John Evelyn in his Diary refers to a coach race which took place in the Park on May 20, 1658, but gives no particulars. Mr. Jacob Larwood observes that at this period and for a century later coach-racing was a national sport; some considerable research through the literature of these times, however, has thrown no light upon this sport, and while we need not doubt that coaches when they chanced to meet on suitable ground did make trials of speed, it is open to question whether the practice was ever developed into a sport. It may be that Mr. Larwood had in mind the curious cart-team races described by Marshall in his Rural Economy of Norfolk, published in 1795.
This writer tells us that before Queen Anne’s reign the farmers of Norfolk used an active breed of horses which could not only trot but gallop. He describes as an eyewitness the races which survived to his day; the teams consisted of five horses, which were harnessed to an empty waggon:—
“A team following another broke into a gallop, and unmindful of the ruts, hollow cavities and rugged ways, contended strenuously for the lead, while the foremost team strove as eagerly to keep it. Both were going at full gallop, as fast indeed as horses in harness could go for a considerable distance, the drivers standing upright in their respective waggons.”
REGULATIONS FOR HACKNEY CARRIAGES.
The Act of 1662 has already been referred to in connection with the number of hackney coaches in London; we may glance at it again, as it gives a few interesting particulars. No license was to be granted to any person following another trade or occupation, and nobody might take out more than two licenses. Preference was to be given to “ancient coachmen” (by which expression we shall doubtless be right in understanding, not aged men but men who had followed the calling in previous years), and to such men as had suffered for their service to Charles I. or Charles II.

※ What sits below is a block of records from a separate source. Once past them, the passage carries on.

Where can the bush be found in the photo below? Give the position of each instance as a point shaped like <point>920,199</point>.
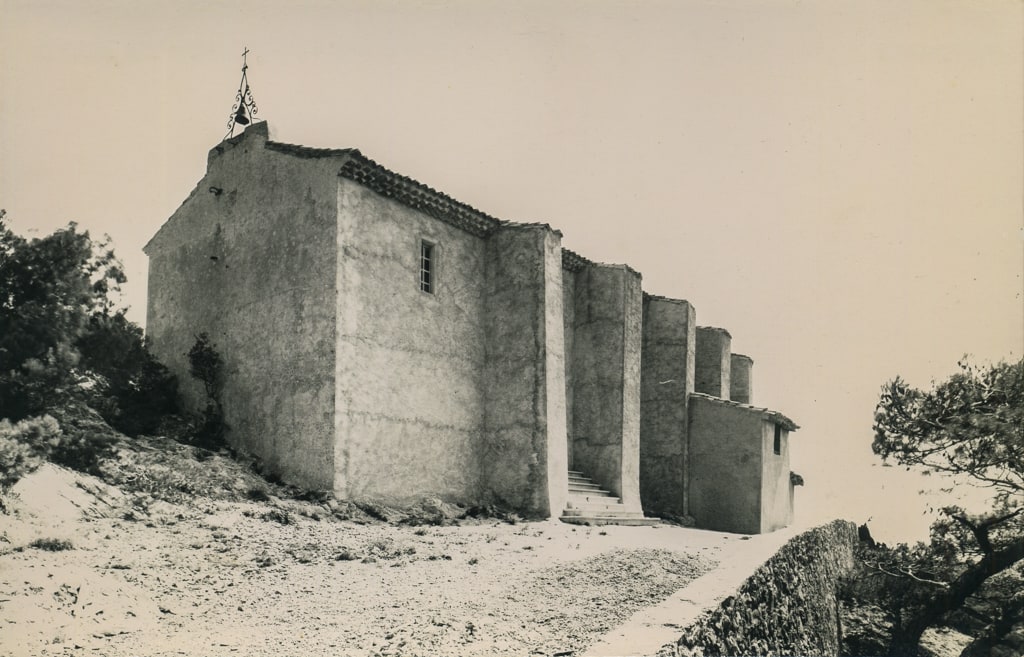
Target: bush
<point>49,289</point>
<point>25,446</point>
<point>51,544</point>
<point>86,440</point>
<point>206,365</point>
<point>134,391</point>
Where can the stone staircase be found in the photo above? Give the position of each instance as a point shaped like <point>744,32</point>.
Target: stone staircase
<point>589,505</point>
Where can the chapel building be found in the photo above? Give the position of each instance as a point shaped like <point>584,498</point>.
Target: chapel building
<point>387,343</point>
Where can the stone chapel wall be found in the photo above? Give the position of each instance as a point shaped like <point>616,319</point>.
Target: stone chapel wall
<point>410,403</point>
<point>243,260</point>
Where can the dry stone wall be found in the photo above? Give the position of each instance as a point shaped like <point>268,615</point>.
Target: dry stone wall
<point>787,607</point>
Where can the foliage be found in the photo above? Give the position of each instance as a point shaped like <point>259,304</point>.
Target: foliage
<point>51,544</point>
<point>62,340</point>
<point>85,440</point>
<point>49,289</point>
<point>970,426</point>
<point>24,447</point>
<point>134,392</point>
<point>206,364</point>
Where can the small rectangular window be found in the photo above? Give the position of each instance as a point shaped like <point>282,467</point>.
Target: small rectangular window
<point>427,267</point>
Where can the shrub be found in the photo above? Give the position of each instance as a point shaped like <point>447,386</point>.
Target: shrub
<point>49,289</point>
<point>86,440</point>
<point>135,392</point>
<point>207,365</point>
<point>51,544</point>
<point>24,447</point>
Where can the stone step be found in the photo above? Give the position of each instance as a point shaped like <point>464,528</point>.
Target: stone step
<point>599,520</point>
<point>587,490</point>
<point>601,498</point>
<point>611,505</point>
<point>601,513</point>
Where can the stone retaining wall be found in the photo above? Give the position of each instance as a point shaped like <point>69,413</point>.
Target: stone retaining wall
<point>787,607</point>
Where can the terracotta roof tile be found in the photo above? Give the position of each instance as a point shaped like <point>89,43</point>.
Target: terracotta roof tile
<point>773,415</point>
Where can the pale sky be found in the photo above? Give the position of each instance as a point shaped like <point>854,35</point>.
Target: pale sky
<point>839,183</point>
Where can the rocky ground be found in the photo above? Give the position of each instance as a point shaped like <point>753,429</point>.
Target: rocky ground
<point>152,568</point>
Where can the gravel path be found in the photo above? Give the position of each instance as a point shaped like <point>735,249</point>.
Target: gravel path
<point>250,578</point>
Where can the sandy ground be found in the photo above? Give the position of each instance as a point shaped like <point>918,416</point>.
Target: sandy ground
<point>268,578</point>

Horses used in hackney coaches were to be not less than fourteen hands high. The fares were duly prescribed by time and distance; for a day of twelve hours the coachman was to be paid not over 10s.; or 1s. 6d. for the first and 1s. for every subsequent hour. “No gentleman or other person” was to pay over 1s. for hire of a hackney coach “from any of the Inns of Court or thereabouts to any part of St. James’ or the city of Westminster (except beyond Tuttle Street)”; and going eastwards the shilling fare would carry the hirer from the Inns of Court to the Royal Exchange; eighteenpence was the fare to the Tower, to Bishopsgate Street or Aldgate. This Act forbade any hackney coach to ply for hire on Sunday; thus the hackney carriage was placed in the same category as the Thames wherries and barges. The restrictions concerning the persons to whom licenses might be granted obviously afforded the Commissioners opportunity for the malpractices we have already mentioned.